The common assumption that there is a massive departure of Mexican immigrants from the U.S. because of the economic downturn is not true, according to a RAND Corporation study released today.
The study, published by the online journal Demography, finds that fewer Mexican immigrants returned home in 2008 and 2009 than in the two years prior to the start of the recession.
“The recession in the United States and the global financial crisis did not increase the number of immigrants returning to Mexico,” said Michael Rendall, the study’s lead author and director of the RAND Population Research Center, in a released statement. He added: “Migration in both directions between the United States and Mexico slowed during the recession, but our findings show there was no rush by Mexican immigrants to return home.”

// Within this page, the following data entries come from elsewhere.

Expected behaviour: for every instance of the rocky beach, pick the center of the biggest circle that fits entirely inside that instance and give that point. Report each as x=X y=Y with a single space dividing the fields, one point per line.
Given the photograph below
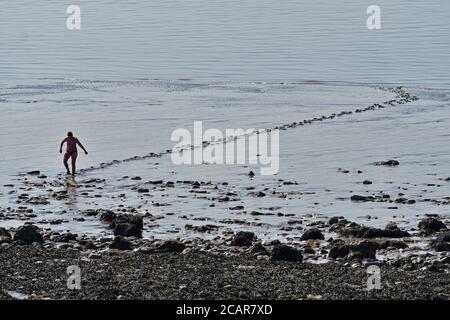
x=136 y=238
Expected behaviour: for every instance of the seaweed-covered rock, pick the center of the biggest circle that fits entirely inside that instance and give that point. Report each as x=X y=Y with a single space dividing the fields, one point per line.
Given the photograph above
x=28 y=234
x=243 y=239
x=4 y=233
x=171 y=246
x=431 y=225
x=120 y=243
x=358 y=231
x=286 y=253
x=313 y=234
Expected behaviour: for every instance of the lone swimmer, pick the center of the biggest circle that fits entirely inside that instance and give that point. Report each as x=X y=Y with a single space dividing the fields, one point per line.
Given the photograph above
x=71 y=151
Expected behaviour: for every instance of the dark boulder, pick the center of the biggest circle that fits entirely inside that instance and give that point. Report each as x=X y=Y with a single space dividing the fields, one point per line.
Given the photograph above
x=359 y=231
x=171 y=246
x=107 y=216
x=243 y=239
x=127 y=230
x=313 y=234
x=431 y=225
x=128 y=225
x=391 y=163
x=4 y=233
x=28 y=234
x=442 y=242
x=259 y=249
x=361 y=250
x=120 y=243
x=66 y=237
x=393 y=244
x=357 y=197
x=286 y=253
x=338 y=252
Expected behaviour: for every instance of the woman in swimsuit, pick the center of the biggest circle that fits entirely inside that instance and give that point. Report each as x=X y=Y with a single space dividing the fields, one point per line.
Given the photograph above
x=71 y=151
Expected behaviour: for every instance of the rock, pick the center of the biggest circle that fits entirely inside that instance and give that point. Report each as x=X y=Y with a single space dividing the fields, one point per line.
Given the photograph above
x=286 y=253
x=442 y=242
x=441 y=246
x=312 y=234
x=94 y=256
x=391 y=226
x=358 y=231
x=66 y=237
x=107 y=216
x=4 y=239
x=356 y=197
x=429 y=226
x=133 y=219
x=259 y=249
x=333 y=220
x=243 y=239
x=28 y=234
x=274 y=242
x=338 y=252
x=309 y=250
x=171 y=246
x=120 y=243
x=4 y=233
x=393 y=244
x=361 y=250
x=127 y=230
x=390 y=163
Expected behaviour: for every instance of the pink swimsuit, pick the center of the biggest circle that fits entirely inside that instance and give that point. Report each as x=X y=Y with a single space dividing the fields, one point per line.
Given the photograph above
x=71 y=146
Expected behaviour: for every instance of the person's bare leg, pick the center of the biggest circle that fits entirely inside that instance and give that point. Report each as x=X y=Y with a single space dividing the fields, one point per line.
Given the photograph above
x=74 y=162
x=66 y=159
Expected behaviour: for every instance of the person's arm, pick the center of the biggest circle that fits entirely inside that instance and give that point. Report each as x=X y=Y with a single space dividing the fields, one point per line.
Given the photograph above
x=81 y=146
x=62 y=143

RAND, however, did not collect the data. The study relies on household survey data of 100,000 households collected by the Mexican government and RAND researchers say the current findings are generally consistent with previous studies on migration patterns between Mexico and the U.S. and recessions over the past several decades.
So why wouldn’t Mexican immigrants return to Mexico in a poor U.S. economy? RAND researchers suggest that it’s the “target earner hypothesis,” which rests on the notion that immigrants return to their home country when they’ve earned their planned savings level.
“This theory suggests that immigrants stay in the United States until they have achieved a certain levels of savings, even if they face a period when their earnings drop and employment becomes harder to find,” Rendall said.